Немного спустя Селеста и Габриэль появились со стадом на хуторе отца. Хуторянин Жером Кавалье, один из наиболее почитаемых обитателей Сент-Андеоля, придерживался простых, старых нравов. Характера он был сурового. Как и все протестанты, он управлял своей многочисленной семьей по патриархальным заветам. Во времена гражданских войн прошлого столетия его отец и дед бились, отстаивая права реформатской религии. Не осуждая образ действий своих предков, Жером Кавалье, однако, не подражал им. Не верил он, чтобы было такое право – ходить с оружием на королей, даже в защиту веры. В этом он добросовестно подчинялся учению пяти протестантских сект
[4]
, которое предписывало глубокое подчинение правителю и взамен предлагало угнетаемым за религию христианам непоколебимость в страданиях и мученичестве. Жером Кавалье увещевал своих воздерживаться от всякого насильственного сопротивления, но он внушал им также, что скорее надо спокойно и с покорностью переносить самые жестокие мучения, чем отказываться от своих религиозных обрядов.
После отмены Нантского эдикта Людовик XIV отдал приказ закрыть или разрушить протестантские храмы и постановил, что всякий гугенот, примеченный или в собрании, или слушающим проповедь, подвергается ссылке на галеры или смертной казни. Несмотря на всю крайнюю строгость этих постановлений, Жером Кавалье принимал участие во всех собраниях, которые устраивали изгнанные пасторы в лесах и горах. Он не оспаривал у короля ни его власти, ни его права избивать безоружных протестантов, которые собирались, с целью благоговейно послушать «министров», как называли они своих попов. Но он полагал, что протестанты должны, не защищаясь, дать перерезать себя и таким мученичеством заслужить бессмертие, обещанное верующим. Жером Кавалье осуждал поведение большинства реформаторов, которые, несмотря на эдикты, покидали отечество, с целью исповедовать свою религию на чужбине. Он считал добровольное удаление из отечества слабостью, безмолвным признанием несправедливых порядков, которые нарушали свободу совести.
– Жить честным человеком и верным подданным в моей стране и в моей вере, – говорил он, – это мое право, и я не поступлюсь им, пока жив.
Глубоко уважаемый, горячо любимый в своем местечке, он всегда пользовался своим влиянием, чтобы успокаивать умы, приходившие все в большее волнение от новых преследований изо дня в день.
ЖАН КАВАЛЬЕ
Раньше, чем продолжать этот рассказ скажем несколько слов о прошлом Жана Кавалье, одного из главных героев нашего повествования.

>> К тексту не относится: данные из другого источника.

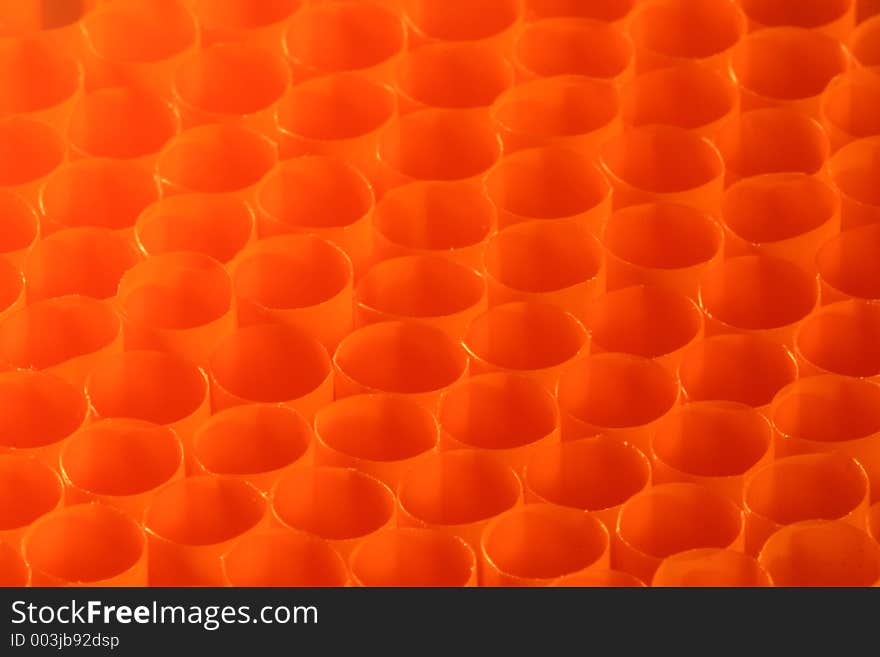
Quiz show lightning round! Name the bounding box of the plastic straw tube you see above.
[485,146,611,235]
[715,107,831,185]
[272,468,396,559]
[600,125,724,214]
[397,449,522,550]
[144,475,268,586]
[699,255,819,345]
[333,320,468,410]
[742,453,869,555]
[730,27,849,118]
[629,0,747,75]
[437,372,559,472]
[67,87,180,169]
[678,333,798,410]
[283,0,407,82]
[351,528,477,587]
[603,202,724,299]
[60,418,184,519]
[0,370,89,468]
[117,252,235,364]
[484,221,605,321]
[209,324,333,419]
[355,254,487,340]
[758,521,880,587]
[620,62,739,138]
[463,301,589,388]
[769,374,880,502]
[394,42,514,113]
[0,296,122,386]
[231,234,354,353]
[24,227,143,303]
[651,401,773,504]
[556,354,679,454]
[40,157,159,238]
[651,548,773,588]
[794,300,880,380]
[134,194,256,264]
[174,43,290,136]
[491,75,621,158]
[22,504,147,586]
[586,285,703,373]
[0,454,62,549]
[523,436,651,529]
[513,17,633,83]
[82,0,199,98]
[372,182,497,270]
[275,73,398,180]
[193,404,312,493]
[256,156,375,274]
[315,394,438,490]
[223,529,348,587]
[611,483,743,582]
[480,504,608,586]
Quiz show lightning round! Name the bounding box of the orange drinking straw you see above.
[794,299,880,380]
[699,255,819,345]
[117,251,235,364]
[491,75,621,158]
[144,475,267,586]
[193,404,312,494]
[355,254,487,339]
[82,0,199,98]
[67,87,180,165]
[397,449,522,549]
[513,17,633,83]
[758,521,880,586]
[231,234,354,352]
[480,504,608,586]
[611,483,743,582]
[333,320,468,410]
[134,194,255,264]
[394,42,514,113]
[463,301,590,388]
[485,146,611,235]
[651,548,773,587]
[272,468,396,559]
[209,324,333,420]
[742,453,869,555]
[0,370,89,468]
[730,27,849,118]
[603,202,724,299]
[223,528,348,587]
[0,296,122,386]
[678,333,798,411]
[620,62,739,138]
[586,285,703,373]
[60,418,184,519]
[437,372,559,472]
[22,503,147,587]
[523,436,651,529]
[0,454,63,550]
[629,0,747,75]
[556,353,679,454]
[372,182,497,270]
[24,227,143,303]
[715,107,831,185]
[40,157,159,238]
[600,125,724,214]
[351,528,477,587]
[769,374,880,502]
[283,0,407,82]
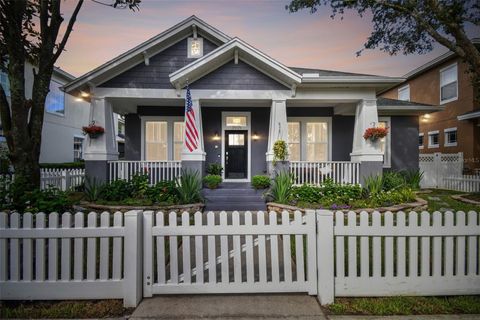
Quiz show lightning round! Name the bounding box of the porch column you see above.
[182,99,206,177]
[266,100,288,174]
[84,97,118,183]
[350,99,383,184]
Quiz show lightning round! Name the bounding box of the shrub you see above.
[203,174,222,189]
[175,170,203,204]
[383,171,405,191]
[252,175,270,189]
[207,163,223,176]
[268,171,293,204]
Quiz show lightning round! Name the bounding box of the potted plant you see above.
[82,121,105,139]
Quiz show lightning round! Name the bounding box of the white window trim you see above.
[187,37,203,59]
[438,62,458,105]
[428,130,440,149]
[287,117,332,161]
[443,127,458,147]
[220,111,252,182]
[140,116,184,161]
[397,84,410,101]
[378,117,392,168]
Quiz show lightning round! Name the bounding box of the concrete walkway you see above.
[130,294,327,320]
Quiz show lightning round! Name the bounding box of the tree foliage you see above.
[286,0,480,99]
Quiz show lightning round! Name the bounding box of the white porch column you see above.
[84,98,118,182]
[350,99,383,183]
[266,100,288,162]
[182,99,206,176]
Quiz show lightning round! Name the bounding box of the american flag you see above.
[185,85,198,152]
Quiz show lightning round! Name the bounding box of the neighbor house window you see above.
[444,128,457,147]
[398,84,410,101]
[378,117,392,168]
[0,71,10,97]
[428,130,439,148]
[187,38,203,58]
[73,137,84,162]
[145,121,168,161]
[288,122,301,161]
[173,121,185,160]
[45,80,65,115]
[440,63,458,103]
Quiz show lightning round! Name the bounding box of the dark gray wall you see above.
[390,116,418,170]
[190,61,288,90]
[100,38,217,89]
[202,107,270,176]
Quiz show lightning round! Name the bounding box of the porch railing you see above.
[108,160,182,184]
[290,161,360,185]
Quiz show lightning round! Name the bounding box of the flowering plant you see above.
[363,127,388,141]
[82,122,105,138]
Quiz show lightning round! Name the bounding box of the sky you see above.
[56,0,480,76]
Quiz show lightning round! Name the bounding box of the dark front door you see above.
[225,130,248,179]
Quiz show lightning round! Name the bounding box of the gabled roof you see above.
[64,16,230,92]
[170,38,302,89]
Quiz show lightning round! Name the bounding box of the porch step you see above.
[203,183,267,211]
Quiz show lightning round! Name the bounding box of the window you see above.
[440,64,458,103]
[45,80,65,115]
[73,137,83,162]
[145,121,168,161]
[398,84,410,101]
[378,117,392,168]
[0,71,10,97]
[288,122,301,161]
[187,38,203,58]
[428,130,439,148]
[173,121,185,160]
[444,128,457,147]
[225,116,247,127]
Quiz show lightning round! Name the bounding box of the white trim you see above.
[438,62,458,105]
[287,117,332,161]
[443,127,458,147]
[378,117,392,168]
[140,116,184,161]
[220,111,252,182]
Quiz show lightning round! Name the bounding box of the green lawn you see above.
[324,296,480,316]
[0,300,133,319]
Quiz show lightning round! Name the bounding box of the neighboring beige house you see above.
[380,39,480,173]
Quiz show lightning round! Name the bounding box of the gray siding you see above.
[100,38,217,89]
[391,116,418,170]
[190,61,288,90]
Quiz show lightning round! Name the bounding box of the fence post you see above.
[123,210,143,307]
[317,210,335,305]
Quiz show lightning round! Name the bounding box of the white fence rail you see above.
[144,211,317,297]
[108,161,182,184]
[0,211,141,306]
[2,169,85,191]
[290,161,360,185]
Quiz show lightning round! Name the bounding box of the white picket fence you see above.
[108,161,182,185]
[1,169,85,191]
[0,210,480,306]
[290,161,360,185]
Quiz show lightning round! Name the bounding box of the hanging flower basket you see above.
[82,123,105,139]
[363,127,388,142]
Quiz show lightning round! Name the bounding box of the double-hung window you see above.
[440,63,458,103]
[288,118,331,162]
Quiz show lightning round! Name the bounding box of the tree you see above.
[286,0,480,102]
[0,0,141,192]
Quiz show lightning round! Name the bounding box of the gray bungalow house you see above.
[64,16,438,183]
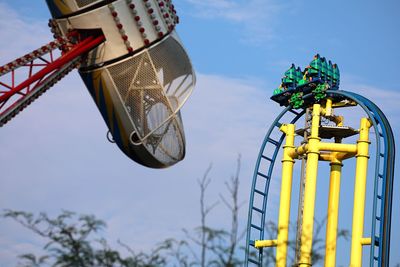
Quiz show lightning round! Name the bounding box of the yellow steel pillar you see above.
[324,155,343,267]
[276,124,295,267]
[298,104,321,267]
[350,118,372,267]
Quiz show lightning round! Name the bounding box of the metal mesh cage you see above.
[108,36,195,164]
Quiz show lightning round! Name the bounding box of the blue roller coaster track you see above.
[245,90,395,267]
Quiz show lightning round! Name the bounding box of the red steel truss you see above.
[0,34,105,127]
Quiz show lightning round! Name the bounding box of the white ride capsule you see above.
[46,0,195,168]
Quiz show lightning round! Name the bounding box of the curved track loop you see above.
[245,90,395,267]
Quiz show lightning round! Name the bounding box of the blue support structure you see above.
[245,90,395,267]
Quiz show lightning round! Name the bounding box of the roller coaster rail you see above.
[0,32,105,127]
[245,90,395,267]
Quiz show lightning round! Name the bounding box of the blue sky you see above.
[0,0,400,266]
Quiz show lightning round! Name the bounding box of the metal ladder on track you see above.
[245,107,304,266]
[245,90,395,267]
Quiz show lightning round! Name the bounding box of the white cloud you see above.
[186,0,284,45]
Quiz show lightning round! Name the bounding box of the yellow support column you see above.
[276,124,295,267]
[350,118,372,267]
[298,104,321,267]
[324,156,343,267]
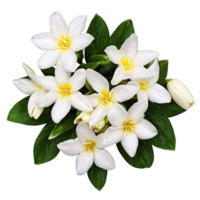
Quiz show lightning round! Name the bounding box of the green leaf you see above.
[144,101,178,152]
[5,96,52,127]
[39,67,55,76]
[115,140,156,170]
[49,110,76,140]
[157,58,170,85]
[86,164,109,192]
[31,120,77,166]
[84,12,111,62]
[108,18,137,49]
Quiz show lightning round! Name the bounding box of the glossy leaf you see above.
[31,120,77,166]
[115,140,156,170]
[86,164,109,192]
[5,96,52,127]
[49,110,76,140]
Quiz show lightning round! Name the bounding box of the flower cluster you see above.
[8,11,197,184]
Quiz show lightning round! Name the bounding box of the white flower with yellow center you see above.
[103,101,158,157]
[10,61,48,119]
[127,59,171,110]
[57,121,118,176]
[104,33,162,85]
[29,10,94,72]
[86,69,139,127]
[36,61,93,123]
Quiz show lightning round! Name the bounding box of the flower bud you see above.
[167,77,198,110]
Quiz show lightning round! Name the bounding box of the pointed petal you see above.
[128,101,146,122]
[55,60,71,85]
[107,106,129,127]
[67,69,86,92]
[71,32,94,52]
[147,83,171,104]
[103,126,124,148]
[121,132,139,157]
[94,149,118,171]
[86,69,109,94]
[120,33,140,61]
[74,151,94,176]
[85,94,102,107]
[89,102,107,127]
[70,92,93,112]
[69,14,89,37]
[47,10,68,38]
[111,82,140,102]
[36,89,58,107]
[134,49,162,65]
[60,46,77,72]
[104,45,121,64]
[51,96,71,123]
[28,31,59,51]
[111,65,132,85]
[10,78,39,95]
[76,121,96,144]
[57,139,84,157]
[35,50,60,69]
[135,119,158,140]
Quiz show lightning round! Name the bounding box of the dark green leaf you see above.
[31,120,77,166]
[49,110,76,139]
[5,96,52,127]
[84,12,111,63]
[115,140,156,170]
[86,164,109,192]
[144,101,178,152]
[108,18,137,49]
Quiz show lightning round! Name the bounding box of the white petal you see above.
[36,89,58,107]
[85,93,102,107]
[147,83,171,104]
[71,32,94,51]
[111,82,140,102]
[86,69,109,94]
[35,50,60,69]
[104,45,121,64]
[28,31,59,51]
[10,78,39,95]
[135,119,158,140]
[55,60,71,85]
[89,102,107,127]
[94,149,118,171]
[70,92,93,112]
[107,106,129,127]
[120,33,140,61]
[74,151,94,176]
[67,69,86,92]
[128,101,146,122]
[111,65,132,85]
[31,75,58,90]
[60,46,77,72]
[76,121,96,144]
[51,96,71,123]
[47,10,68,38]
[69,14,89,37]
[134,49,162,65]
[103,126,124,148]
[121,132,139,157]
[57,139,84,157]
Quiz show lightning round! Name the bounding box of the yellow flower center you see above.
[58,35,72,51]
[83,140,96,152]
[121,58,139,72]
[99,90,114,106]
[123,120,135,135]
[58,83,72,98]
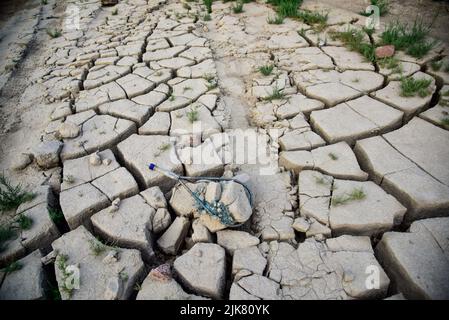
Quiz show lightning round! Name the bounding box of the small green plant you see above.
[1,261,22,273]
[118,271,129,282]
[203,0,213,14]
[232,2,243,13]
[63,174,75,184]
[430,60,443,71]
[359,0,390,17]
[47,29,62,39]
[48,207,64,225]
[327,152,338,161]
[262,87,285,101]
[332,188,366,207]
[406,41,436,58]
[56,254,73,297]
[257,64,274,76]
[267,14,285,24]
[298,10,329,25]
[401,77,432,97]
[267,0,302,18]
[380,19,436,58]
[89,239,107,257]
[440,117,449,127]
[0,226,16,252]
[186,107,199,123]
[16,213,33,230]
[0,174,36,211]
[134,283,142,292]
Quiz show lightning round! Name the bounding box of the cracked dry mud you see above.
[0,0,449,300]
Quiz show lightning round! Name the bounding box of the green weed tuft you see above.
[401,77,432,97]
[0,174,36,211]
[257,64,274,76]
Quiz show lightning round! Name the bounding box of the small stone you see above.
[148,263,172,281]
[11,153,33,171]
[34,141,63,169]
[103,250,118,264]
[173,243,226,299]
[375,45,395,58]
[89,152,101,166]
[343,271,355,282]
[192,220,213,243]
[292,217,310,233]
[109,198,120,213]
[205,182,221,203]
[141,187,167,209]
[153,208,171,234]
[58,122,80,139]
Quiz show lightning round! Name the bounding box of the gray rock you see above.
[229,274,280,300]
[376,218,449,300]
[0,250,47,300]
[11,153,33,171]
[232,246,267,275]
[192,219,213,243]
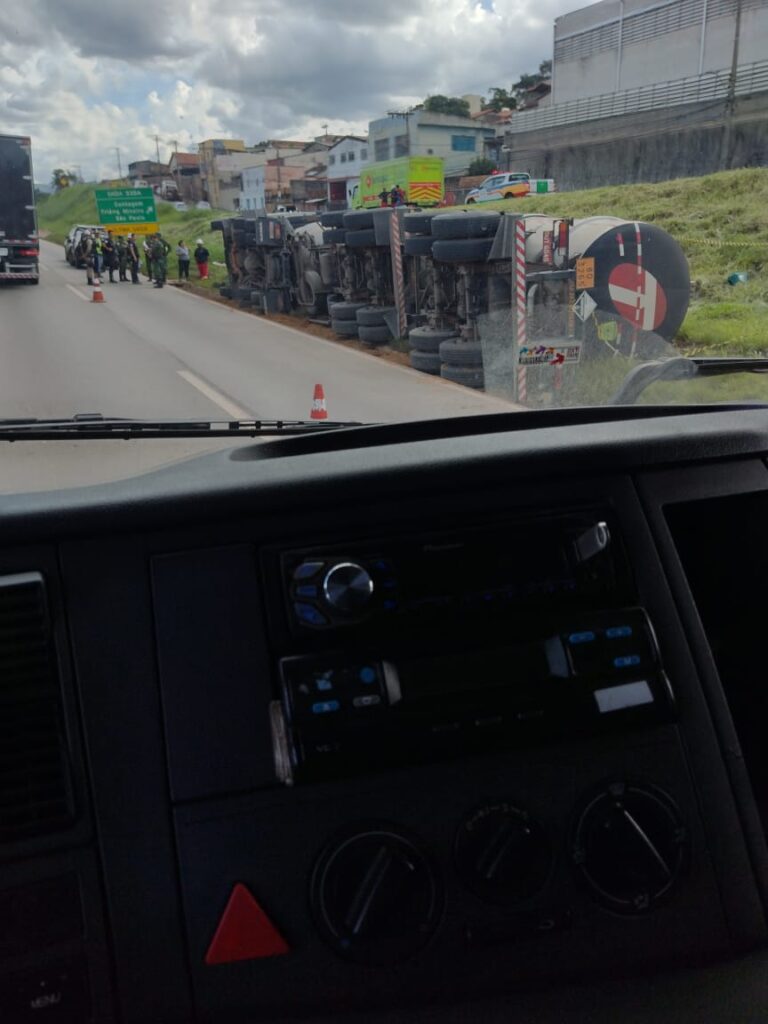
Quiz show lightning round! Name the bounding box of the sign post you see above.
[95,188,158,234]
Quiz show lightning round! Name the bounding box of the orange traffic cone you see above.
[309,384,328,420]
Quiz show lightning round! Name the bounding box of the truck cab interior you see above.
[0,406,768,1024]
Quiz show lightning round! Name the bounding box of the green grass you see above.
[39,168,768,354]
[38,185,232,290]
[465,168,768,355]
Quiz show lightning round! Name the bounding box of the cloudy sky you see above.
[0,0,588,181]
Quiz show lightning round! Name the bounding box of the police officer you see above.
[101,231,118,285]
[152,231,171,288]
[115,234,128,281]
[125,234,141,285]
[78,231,93,285]
[142,236,153,281]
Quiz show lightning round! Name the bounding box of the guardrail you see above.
[507,60,768,134]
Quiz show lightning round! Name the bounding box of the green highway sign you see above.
[95,188,158,234]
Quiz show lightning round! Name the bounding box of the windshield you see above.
[0,0,768,440]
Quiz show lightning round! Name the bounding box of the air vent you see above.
[0,572,73,843]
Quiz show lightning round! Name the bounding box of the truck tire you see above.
[408,327,456,355]
[346,227,376,249]
[440,362,485,388]
[331,317,357,338]
[328,302,366,325]
[321,210,344,227]
[432,239,494,263]
[432,210,502,239]
[440,338,482,367]
[357,306,392,327]
[402,234,434,256]
[402,213,435,234]
[344,210,374,231]
[357,324,392,345]
[411,351,440,377]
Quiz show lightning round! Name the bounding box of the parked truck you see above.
[352,157,445,209]
[0,135,40,285]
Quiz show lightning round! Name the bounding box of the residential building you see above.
[198,138,249,210]
[128,160,171,187]
[168,153,203,203]
[552,0,768,103]
[326,135,369,209]
[369,110,496,174]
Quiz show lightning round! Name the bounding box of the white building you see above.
[324,135,368,207]
[552,0,768,103]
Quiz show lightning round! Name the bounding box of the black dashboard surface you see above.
[0,409,768,1024]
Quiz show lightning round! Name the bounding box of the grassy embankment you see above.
[472,168,768,355]
[38,185,232,290]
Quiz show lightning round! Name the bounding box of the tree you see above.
[424,94,469,118]
[484,85,517,114]
[512,60,552,106]
[467,157,496,177]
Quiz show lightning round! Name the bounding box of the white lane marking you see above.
[176,370,254,420]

Он родился в 1680 году, в Риботе, деревне алеской епархии, где его отец владел хутором, который впоследствии бросил, поселившись в своем Сент-Андеоле, близ Манда. Как и его брат Габриэль, Жан Кавалье первоначально пас стада. Но вскоре, приглашенный в Андюз одним из своих дядей, человеком богатым, бездетным и по ремеслу булочником, семнадцатилетний севенец переселился в это местечко.
Его живому, подвижному, пылкому воображению, его веселому, смелому, решительному, скорее надменному, чем гордому, нраву сельская жизнь мало приходилась по вкусу. Хотя и воспитанный в суровой, богобоязненной семье, черты которой мы пытались набросать, тем не менее, Жан Кавалье не проникся ни мечтательной верой Селесты и Габриэля, ни строгим пуританством своего отца. Исправно исполняя свои религиозные обязанности, он не упускал случая поразвлечься.
Так прошло два года. Кавалье в девятнадцать лет красивый, смелый, веселый, хорошего сложения, с бойкой речью, стал героем всех андюзских мастеровых. Есть люди, которые самой природой призваны властвовать. У Кавалье это уже прорывалось: он управлял играми и упражнениями своих товарищей. В борьбе, в бегах, в прыганье – повсюду он был первым. Старый протестантский полководец, участвовавший во всех религиозных войнах великого герцога Рогана, по словам гугенотов, дал ему даже несколько уроков фехтования.
Одно происшествие, по-видимому ничтожное, изменило все течение жизни Жана Кавалье. Это было в 1699 году. Указы против реформатов, упорно отстаивавших свою религию, достигли ужасающей строгости. Людовик XIV отдал приказ направить гарнизонных сыщиков в те города и села, где фанатизм или изуверство, как прозвали протестантизм, глубоко укоренился. Местечко Андюз было в том числе. Часть драгун сен-серненского полка, под начальством молодого маркиза де Флорака, расположилась там по-военному.
ОТЕЦ И СЫН
Гугенот сел. Жан почтительно, но не совсем спокойно, стоял перед отцом.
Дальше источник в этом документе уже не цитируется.